Google Inc (GOOGL) has drawn the ire of France's privacy watchdog CNIL
Google Inc (NASDAQ:GOOGL) puts are in high demand, after French privacy regulator CNIL called on the company to
expand the "right to be forgotten" rule globally -- or face sanctions. Specifically, the contracts are being exchanged at 1.8 times the usual morning rate, with plenty of eleventh-hour traders getting in the mix.

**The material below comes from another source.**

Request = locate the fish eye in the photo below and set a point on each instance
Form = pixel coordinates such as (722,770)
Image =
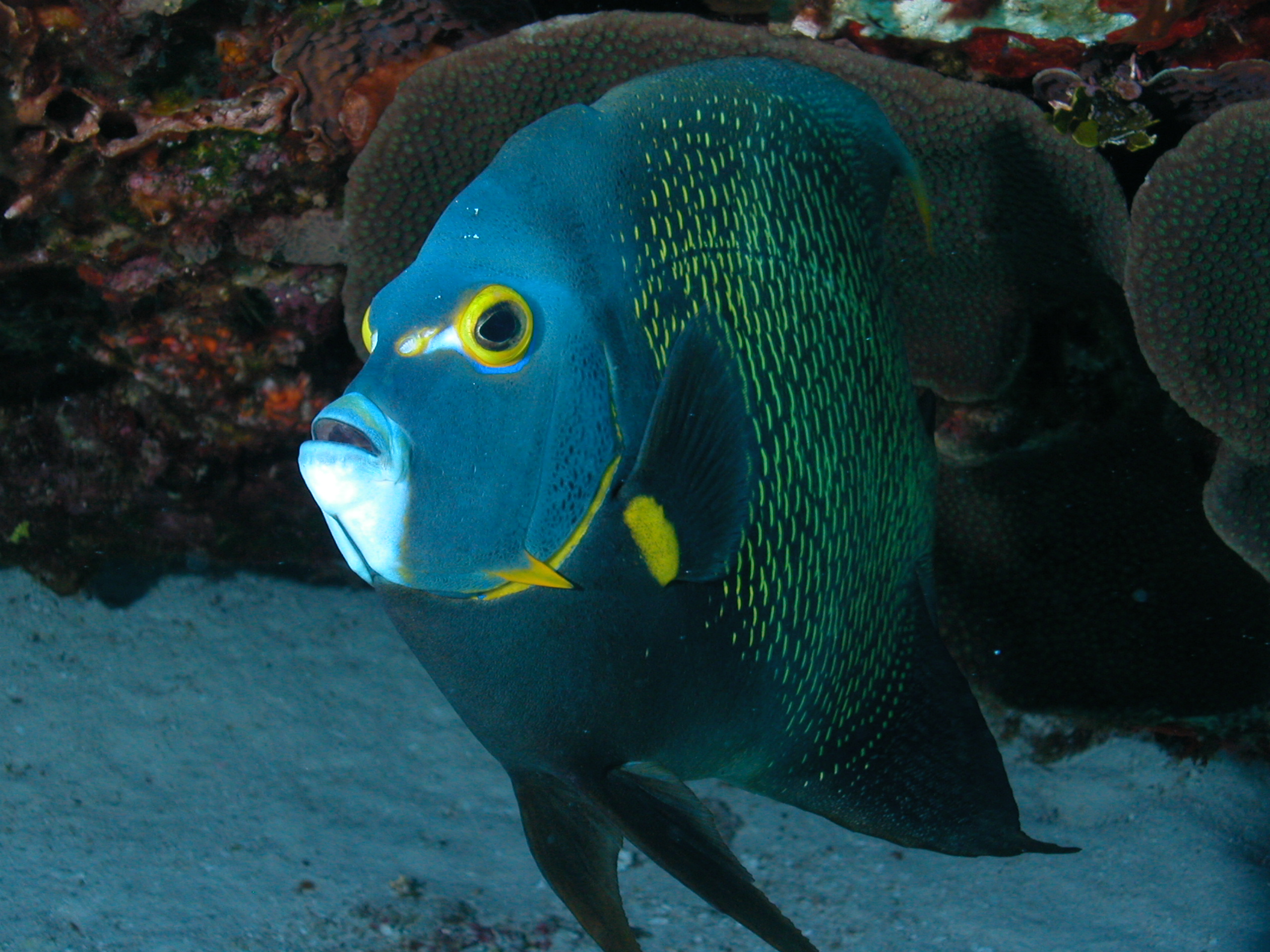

Four of GOOGL's five most active options expire at today's close. In the lead is the weekly 6/12 550-strike call, which traders may be selling to open in hopes the stock settles below $550 tonight. The weekly 6/12 545-strike put is also in focus, and may be seeing some buy-to-open activity -- as speculators bank on the underlying to close the session south of $545.
Speaking of
put buying, the strategy has been popular in recent weeks at the International Securities Exchange (ISE), Chicago Board Options Exchange (CBOE), and NASDAQ OMX PHLX (PHLX). Specifically, GOOGL's 10-day put/call volume ratio across those exchanges is 0.78 -- just 2 percentage points from an annual high. Now is a good time to buy premium on the stock's short-term options, too, considering its Schaeffer's Volatility Index (SVI) rests at a 52-week low of 15%.
Technically speaking, Google Inc (NASDAQ:GOOGL) is off 0.5% this morning at $547.06, and has lost 6.4% since its late-April high of $584.70. Off the charts, it's been reported BlackBerry Ltd (NASDAQ:BBRY)
may use GOOGL's Android operating system in a future smartphone.